The TeamPCP hacking group compromised the popular LiteLLM Python package on PyPI in a supply-chain attack. This incident resulted in malicious versions of LiteLLM (1.82.7 and 1.82.8) being published, containing an infostealer that harvests sensitive data such as SSH keys, cloud tokens, Kubernetes secrets, and cryptocurrency wallet information. The compromised package was injected with a base64 encoded payload that executes upon import, leading to the deployment of a new CanisterWorm backdoor on devices in regions outside Iran. This attack follows similar breaches by TeamPCP targeting Aqua Security's Trivy vulnerability scanner and Checkmarx KICS project. Sources claim nearly 500,000 data exfiltrations occurred during this attack, although exact numbers are unconfirmed.
This supply-chain attack on LiteLLM has significant implications for system administrators running Python-based services, especially those utilizing cloud infrastructure (AWS, GCP, Azure) and Kubernetes clusters.
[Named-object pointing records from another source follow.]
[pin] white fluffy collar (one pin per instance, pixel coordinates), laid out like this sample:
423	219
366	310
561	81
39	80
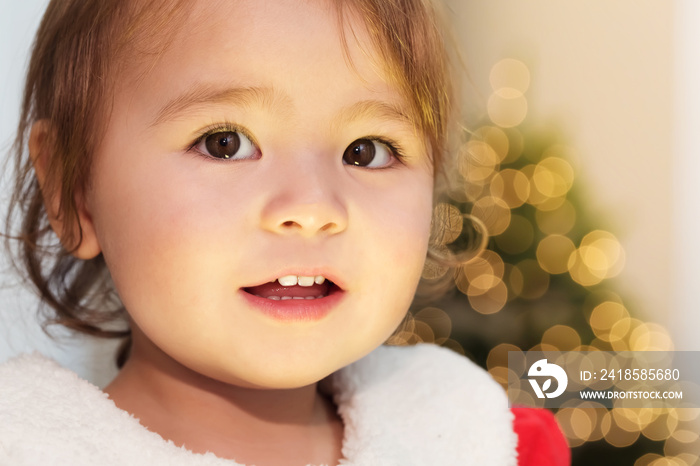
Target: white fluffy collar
421	405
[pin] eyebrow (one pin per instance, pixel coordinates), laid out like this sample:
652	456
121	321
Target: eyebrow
377	109
206	95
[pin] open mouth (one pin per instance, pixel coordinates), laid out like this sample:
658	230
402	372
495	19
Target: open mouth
294	287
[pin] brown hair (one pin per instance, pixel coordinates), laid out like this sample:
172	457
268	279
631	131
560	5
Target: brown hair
77	49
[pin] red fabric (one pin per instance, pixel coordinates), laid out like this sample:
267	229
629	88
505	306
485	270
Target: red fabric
540	441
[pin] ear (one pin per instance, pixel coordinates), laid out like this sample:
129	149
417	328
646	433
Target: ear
40	152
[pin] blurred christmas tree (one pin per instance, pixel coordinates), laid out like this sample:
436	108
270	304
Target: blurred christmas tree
543	281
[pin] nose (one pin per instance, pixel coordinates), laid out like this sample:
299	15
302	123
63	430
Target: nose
307	201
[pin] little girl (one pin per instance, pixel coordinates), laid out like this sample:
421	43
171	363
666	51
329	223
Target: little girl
254	179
The exfiltration of SSH keys, cloud tokens, and Kubernetes secrets could lead to unauthorized access and potential lateral movement within networks. For example, a sysadmin managing a Proxmox 7.2-9 cluster with Docker containers running Python applications must immediately rotate credentials and monitor for suspicious activity in the 'kube-system' namespace.
- The compromised LiteLLM versions (1.82.7 and 1.82.8) contain a base64 encoded payload that is executed upon import of the 'proxy_server.py' module, leading to the deployment of a CanisterWorm backdoor on devices outside Iran.
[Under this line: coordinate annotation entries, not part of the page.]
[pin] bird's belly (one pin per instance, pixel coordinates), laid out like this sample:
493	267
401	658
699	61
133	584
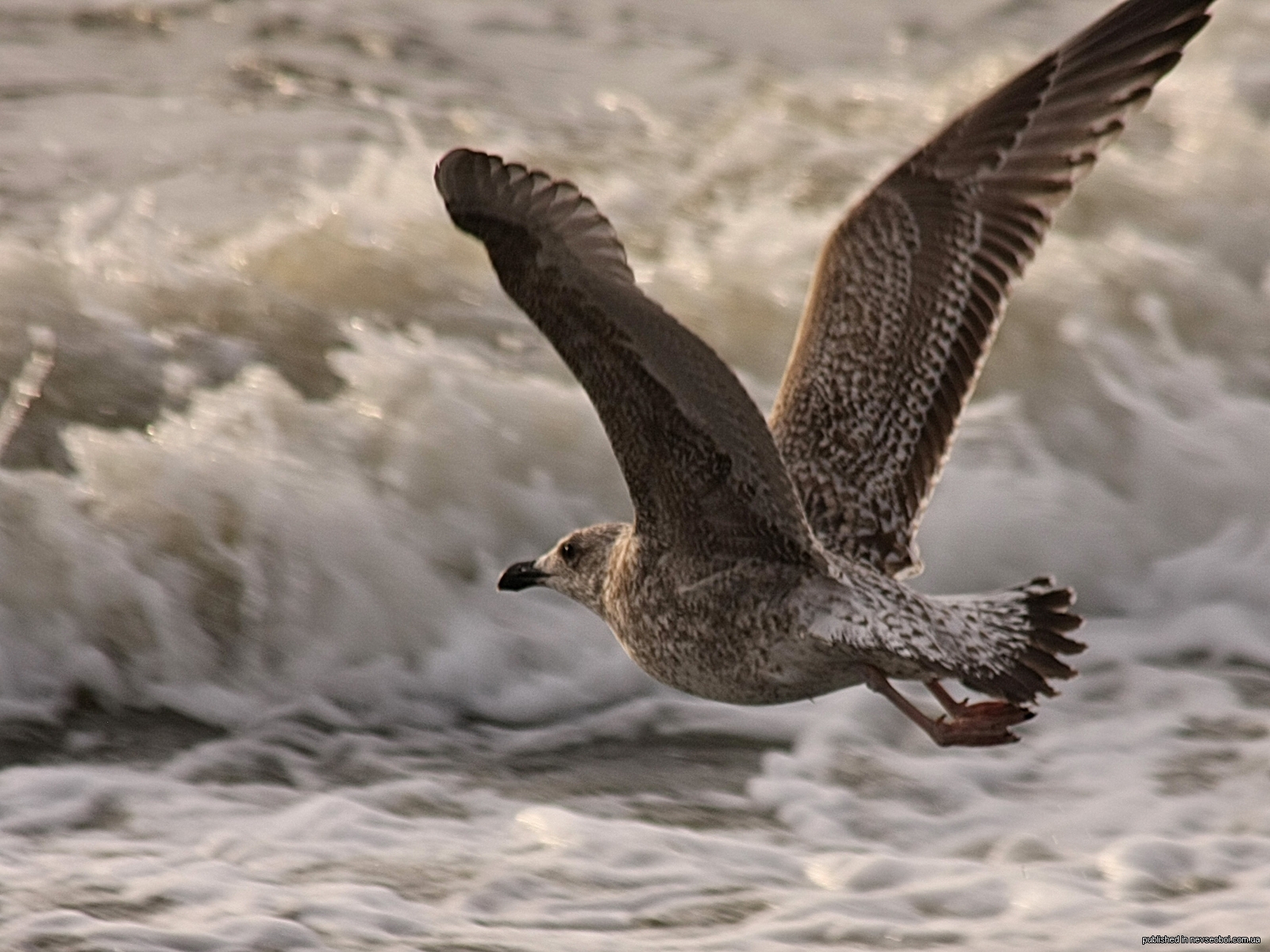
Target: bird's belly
740	663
- The malicious code was injected into 'litellm/proxy/proxy_server.py', which decodes and executes the payload. Version 1.82.8 further installs a '.pth' file named 'litellm_init.pth' to ensure persistence, as Python automatically processes all '.pth' files at interpreter startup.
- The infostealer harvests a wide range of sensitive data including SSH keys, cloud tokens (AWS, GCP, Azure), Kubernetes secrets, and cryptocurrency wallet information. The exfiltrated data is encrypted and sent to attacker-controlled domains like models.litellm[.]cloud.
- Organizations are advised to immediately rotate all credentials used in environments where compromised LiteLLM versions were installed. This includes SSH keys, cloud tokens, Kubernetes secrets, and environment files such as `.env` variants.
- Sysadmins should search for persistence artifacts like '~/.config/sysmon/sysmon.py' and related systemd services. Monitor systems for suspicious files such as '/tmp/pglog' and '/tmp/.pg_state', and review Kubernetes clusters for unauthorized pods in the 'kube-system' namespace.
This attack impacts homelab stacks running Python applications, particularly those using LiteLLM versions 1.82.7 or 1.82.8. Sysadmins should verify their Python environment to ensure these malicious versions are not installed and check for persistence mechanisms such as '.pth' files and systemd services.
- Check if the LiteLLM versions 1.82.7 or 1.82.8 are installed using `pip list | grep litellm`. If found, immediately upgrade to version 1.82.6 with `pip install --upgrade liteLLM==1.82.6`.
- Rotate all exposed credentials including SSH keys, cloud tokens (AWS, GCP, Azure), Kubernetes secrets, and environment files such as `.env`. Use tools like `ssh-keygen -t rsa -b 4096` to generate new SSH keys.
- Search for persistence artifacts using commands like `find ~/.config/sysmon/ -name 'sysmon.py'`, `systemctl --user list-unit-files | grep sysmon`, and inspect the `/tmp/pglog` and `/tmp/.pg_state` directories.